The librarians I know -- and I know a fair number -- are all about the free flow of ideas. Hence, why so many librarians stood up again putting filtering software on public library computers and why so many stand up against book bans. (My local library celebrates Banned Book Week by promoting often-banned works.) SI should definitely be sending all the issues the libraries pay for and not be making judgment calls on what's appropriate for them.
I'm more surprised that a UD librarian is complaining about missing the swimsuit edition. It's a very conservative Catholic university. (--Not that the religiously devout can't appreciate an attractive model in a swimsuit.)
Historically (since I was a teenager spending way too much time with this annual issue), SI has gotten a ton of crap from librarians who write letters about how they thought this was a nice sports publication but instead they get this smut and .... well, you get the idea.
Probably, just sick of getting all those copies returned, especially from school librarians. You know, the folks who got all bent out of shape over use of the word "scrotum" in an award-winning children's book.
As much as I'd like to agree wih phrygian about librarians encouraging the free flow of ideas, etc., they seem to have caught the "nanny state" who'll-protect-the-children bug.
If I were Time, and I didn't want libraries to have the swimsuit edition (presumably to keep library participation from cutting into magazine sales), I would refuse to sell standard subscriptions to libraries. I would instead offer a cheaper subscription that explicitly excluded the swimsuit edition. While I'm sure this would make libraries and their users unhappy, it at least wouldn't look like theft, which this does.
@mediahohoho: It's my understanding that SI uses those letters from angry librarians and other subscribers to make the swimsuit issue seem more risque than it really is.

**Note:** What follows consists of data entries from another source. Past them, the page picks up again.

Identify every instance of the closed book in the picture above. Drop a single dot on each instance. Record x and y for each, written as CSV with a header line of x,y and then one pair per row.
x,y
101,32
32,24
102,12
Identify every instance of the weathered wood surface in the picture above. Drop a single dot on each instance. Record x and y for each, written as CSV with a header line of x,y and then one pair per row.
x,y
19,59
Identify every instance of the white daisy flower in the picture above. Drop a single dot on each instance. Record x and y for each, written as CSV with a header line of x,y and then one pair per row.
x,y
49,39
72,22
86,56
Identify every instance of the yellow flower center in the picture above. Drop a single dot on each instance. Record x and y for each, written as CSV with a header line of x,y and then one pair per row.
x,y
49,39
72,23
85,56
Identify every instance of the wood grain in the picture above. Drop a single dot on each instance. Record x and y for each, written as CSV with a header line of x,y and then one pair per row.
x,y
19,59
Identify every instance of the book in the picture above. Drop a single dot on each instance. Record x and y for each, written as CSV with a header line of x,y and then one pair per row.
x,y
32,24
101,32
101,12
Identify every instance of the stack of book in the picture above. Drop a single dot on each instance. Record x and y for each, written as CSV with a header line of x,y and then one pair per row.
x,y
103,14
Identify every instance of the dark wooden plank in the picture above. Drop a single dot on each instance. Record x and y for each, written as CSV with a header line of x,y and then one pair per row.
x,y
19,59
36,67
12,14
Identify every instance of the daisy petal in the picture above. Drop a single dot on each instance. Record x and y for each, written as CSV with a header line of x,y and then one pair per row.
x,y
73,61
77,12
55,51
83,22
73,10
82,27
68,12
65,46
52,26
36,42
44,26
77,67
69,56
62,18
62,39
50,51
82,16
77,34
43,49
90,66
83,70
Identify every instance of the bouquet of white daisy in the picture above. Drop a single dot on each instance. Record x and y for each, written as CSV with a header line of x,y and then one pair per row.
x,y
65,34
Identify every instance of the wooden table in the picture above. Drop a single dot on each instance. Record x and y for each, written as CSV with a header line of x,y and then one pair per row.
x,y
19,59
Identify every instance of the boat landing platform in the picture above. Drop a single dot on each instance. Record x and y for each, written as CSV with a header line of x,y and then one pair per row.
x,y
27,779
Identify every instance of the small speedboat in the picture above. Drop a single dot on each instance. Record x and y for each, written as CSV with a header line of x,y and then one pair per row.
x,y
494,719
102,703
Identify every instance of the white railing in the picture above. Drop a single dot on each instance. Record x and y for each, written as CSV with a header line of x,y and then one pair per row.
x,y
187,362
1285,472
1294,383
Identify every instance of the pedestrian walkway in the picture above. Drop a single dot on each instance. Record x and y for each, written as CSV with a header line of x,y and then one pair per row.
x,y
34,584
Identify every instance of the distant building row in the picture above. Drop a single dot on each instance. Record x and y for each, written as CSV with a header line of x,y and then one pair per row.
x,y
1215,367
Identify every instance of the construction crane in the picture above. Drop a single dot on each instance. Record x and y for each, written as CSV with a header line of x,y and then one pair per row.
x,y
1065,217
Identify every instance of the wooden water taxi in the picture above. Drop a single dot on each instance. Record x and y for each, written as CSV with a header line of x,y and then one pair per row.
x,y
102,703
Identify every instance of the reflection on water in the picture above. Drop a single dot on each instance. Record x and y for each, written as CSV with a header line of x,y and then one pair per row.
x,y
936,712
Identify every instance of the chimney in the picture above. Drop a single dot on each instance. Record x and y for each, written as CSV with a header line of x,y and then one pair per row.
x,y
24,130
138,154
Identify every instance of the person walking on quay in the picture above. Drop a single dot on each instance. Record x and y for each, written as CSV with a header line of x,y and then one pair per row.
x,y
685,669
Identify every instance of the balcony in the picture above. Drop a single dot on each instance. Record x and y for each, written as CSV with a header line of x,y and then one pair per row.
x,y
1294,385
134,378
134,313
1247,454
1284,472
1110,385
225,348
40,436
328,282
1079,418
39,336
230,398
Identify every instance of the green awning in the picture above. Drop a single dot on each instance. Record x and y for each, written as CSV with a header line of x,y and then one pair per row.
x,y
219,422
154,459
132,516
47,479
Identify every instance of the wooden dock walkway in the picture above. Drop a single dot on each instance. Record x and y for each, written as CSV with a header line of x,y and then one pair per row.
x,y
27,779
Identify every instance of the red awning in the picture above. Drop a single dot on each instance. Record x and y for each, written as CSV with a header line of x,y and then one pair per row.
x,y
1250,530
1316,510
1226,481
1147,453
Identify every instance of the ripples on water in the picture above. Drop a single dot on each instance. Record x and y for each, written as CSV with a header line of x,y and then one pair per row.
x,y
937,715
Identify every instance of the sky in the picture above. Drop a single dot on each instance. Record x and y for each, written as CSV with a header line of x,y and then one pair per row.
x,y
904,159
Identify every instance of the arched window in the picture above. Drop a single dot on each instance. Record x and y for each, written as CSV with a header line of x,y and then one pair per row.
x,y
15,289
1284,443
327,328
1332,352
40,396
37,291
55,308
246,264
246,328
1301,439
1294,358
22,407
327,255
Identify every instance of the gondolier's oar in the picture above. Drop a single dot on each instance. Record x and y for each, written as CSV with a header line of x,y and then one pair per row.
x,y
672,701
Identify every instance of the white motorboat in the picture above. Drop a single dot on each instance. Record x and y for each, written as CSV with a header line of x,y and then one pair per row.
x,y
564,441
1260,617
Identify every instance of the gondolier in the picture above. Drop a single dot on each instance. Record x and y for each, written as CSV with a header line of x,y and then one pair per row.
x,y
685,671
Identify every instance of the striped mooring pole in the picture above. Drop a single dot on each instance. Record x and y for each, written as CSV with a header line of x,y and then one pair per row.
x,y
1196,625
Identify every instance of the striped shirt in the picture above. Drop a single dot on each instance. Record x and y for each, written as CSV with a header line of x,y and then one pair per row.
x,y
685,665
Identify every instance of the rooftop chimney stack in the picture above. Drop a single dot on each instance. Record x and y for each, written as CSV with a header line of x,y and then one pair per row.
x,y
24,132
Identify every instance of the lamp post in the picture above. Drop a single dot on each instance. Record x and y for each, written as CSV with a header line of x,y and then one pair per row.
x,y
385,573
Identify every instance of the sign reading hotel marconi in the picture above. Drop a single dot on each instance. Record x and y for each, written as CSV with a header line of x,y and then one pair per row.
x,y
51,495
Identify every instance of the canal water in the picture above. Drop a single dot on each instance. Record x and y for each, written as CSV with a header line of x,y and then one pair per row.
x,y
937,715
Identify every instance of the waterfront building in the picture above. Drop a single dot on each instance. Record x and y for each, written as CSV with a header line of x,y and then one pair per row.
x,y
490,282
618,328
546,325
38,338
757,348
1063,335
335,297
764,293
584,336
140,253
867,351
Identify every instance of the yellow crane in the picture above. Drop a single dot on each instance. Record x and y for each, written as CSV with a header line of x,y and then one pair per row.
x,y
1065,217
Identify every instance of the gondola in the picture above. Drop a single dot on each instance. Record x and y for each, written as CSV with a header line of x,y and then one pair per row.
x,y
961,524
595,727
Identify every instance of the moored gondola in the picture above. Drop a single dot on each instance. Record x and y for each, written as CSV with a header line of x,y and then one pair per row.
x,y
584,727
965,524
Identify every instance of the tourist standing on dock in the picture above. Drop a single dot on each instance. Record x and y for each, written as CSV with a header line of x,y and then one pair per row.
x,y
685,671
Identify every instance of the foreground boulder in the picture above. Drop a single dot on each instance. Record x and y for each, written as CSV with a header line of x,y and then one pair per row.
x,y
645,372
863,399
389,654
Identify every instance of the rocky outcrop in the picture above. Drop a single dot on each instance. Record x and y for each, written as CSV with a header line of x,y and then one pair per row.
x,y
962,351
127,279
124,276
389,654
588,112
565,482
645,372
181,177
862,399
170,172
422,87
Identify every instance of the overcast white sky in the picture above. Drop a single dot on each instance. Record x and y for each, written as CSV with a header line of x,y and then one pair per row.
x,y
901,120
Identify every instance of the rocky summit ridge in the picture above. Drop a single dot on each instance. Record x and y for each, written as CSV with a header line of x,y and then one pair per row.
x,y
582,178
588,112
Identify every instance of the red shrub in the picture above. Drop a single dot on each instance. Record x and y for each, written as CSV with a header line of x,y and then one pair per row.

I think the last magazine I'd want to pick up in a library is the swimsuit issue. I seem to recall reading somewhere that the swimsuit issue is the fastest stolen item at libraries, anyway.
Good article here: http://www.libraryjournal.com/article/CA6422612.html
@B: That wouldn't surprise me. It seems like that would have been a big yawn years ago.
And then I remember how apoplectic people get over things like Janet Jackson's 3-milisecond nip slip.
Personally, I think the mail carriers are stealing it. Too dang heavy to carry anyway.
I worked in the serials department of my college library and this was always a popular thing to steal. My supervisor started putting those magnetic alarm stickers inside the mag. I also frequently found it in the bathroom.
Nothing sucks more than thinking you have a cool job and then realizing people are masturbating on your turf.
>As much as I'd like to agree wih phrygian about librarians encouraging the free flow of ideas, etc., they seem to have caught the "nanny state" who'll-protect-the-children bug.
More like the "who'll-protect-my-job" bug. Free-flowing ideas are awesome until it's you who's getting written up because you thought it was okay for patron X to look at material Y. (That's the frustrated middle manager in me speaking.)
This Neil Gaiman entry has a pretty comprehensive letter about the pressures librarians are under by their communities, and it gives a pretty good perspective on the Higher Power of Lucky controversy.
In short, neither librarians nor feminazis are to blame for library censorship in most communities. Look to the "we must protect the children!" crowd for answers.
@mopar_man: Yeah, that's it. It's that Time and tool companies are being infiltrated by militant feminists. Speak truth to power, man.
Tell you what: It's not the librarians, people. Step into the way-back machine to 1985. Some yahoo parent in my school district (only one, I might add) objected to the SI SSE in the high school library.
Said yahoo got the principal involved. Principal (another yahoo) kinda-sorta thought it might lead the boys astray and quietly asked the librarian to put it away.
And promptly walked into a raging buzzsaw of righteous indignation from that 5'1," 98-pound, blonde, pixie-cut wearing pit bull terrier of an Iowa farmgirl, Lutheran master's of library science holder. The look on his face priceless - as if he'd been hacked to death by a butterfly.
But it was only my Mom, God rest her soul.
The mag stayed because, as my Mom said: "Well, honestly!"


















I have a feeling this has more to do with fear that they might get shit from the Government for allowing it to be in a public library.
Playboys been being weird with library's as well since a few Republican think tanks went after people being allowed access to it in Public Library's calling it access to porn.